My girls are 6.5 and almost 4, and being that my older one is also very sensitive and dramatic, I know where you're coming from. I discovered that my older daughter is also very perceptive and can be incredibly manipulative! Many times she'll use tears and accusations of me not loving her as a way of getting what she wants.
What has worked for us is for me to comment regularly about things that ONLY my older daughter can do. For instance, I will say, "Wow, it is so great how you're reading books all by yourself now! Isn't it fun to be able to read whatever you want, whenever you want?" or "I noticed how beautiful and graceful you were in your ballet class today! You were the best one in your class at the barre!" or even just commenting that I love the outfit she picked out for herself. Anything that allows her to feel special for being the older one. (By the same token, I also do try and notice things that my little one does that are special.) And, when the two girls are playing together and getting along great, I will compliment them both on that. Now that I have really been trying to notice the many good things they do, there has been a decrease in negative-attention-getting behavior.

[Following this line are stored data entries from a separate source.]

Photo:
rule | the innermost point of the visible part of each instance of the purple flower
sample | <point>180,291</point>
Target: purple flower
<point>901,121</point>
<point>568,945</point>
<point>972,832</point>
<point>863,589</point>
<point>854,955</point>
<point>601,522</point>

That being said, there are times when I do need to correct my older daughter, and she does tend to cry about it. I just tell her, "It's my job to make sure you grow up into the best person you can be. I will always love you, I just don't love that you took your sister's toys away and hid them from her." So she understands that it was her actions that I had the problem with, and that I'm correcting her out of love in order to make her a better person. (Although she will still cry and carry on - no getting around it, I'm afraid!)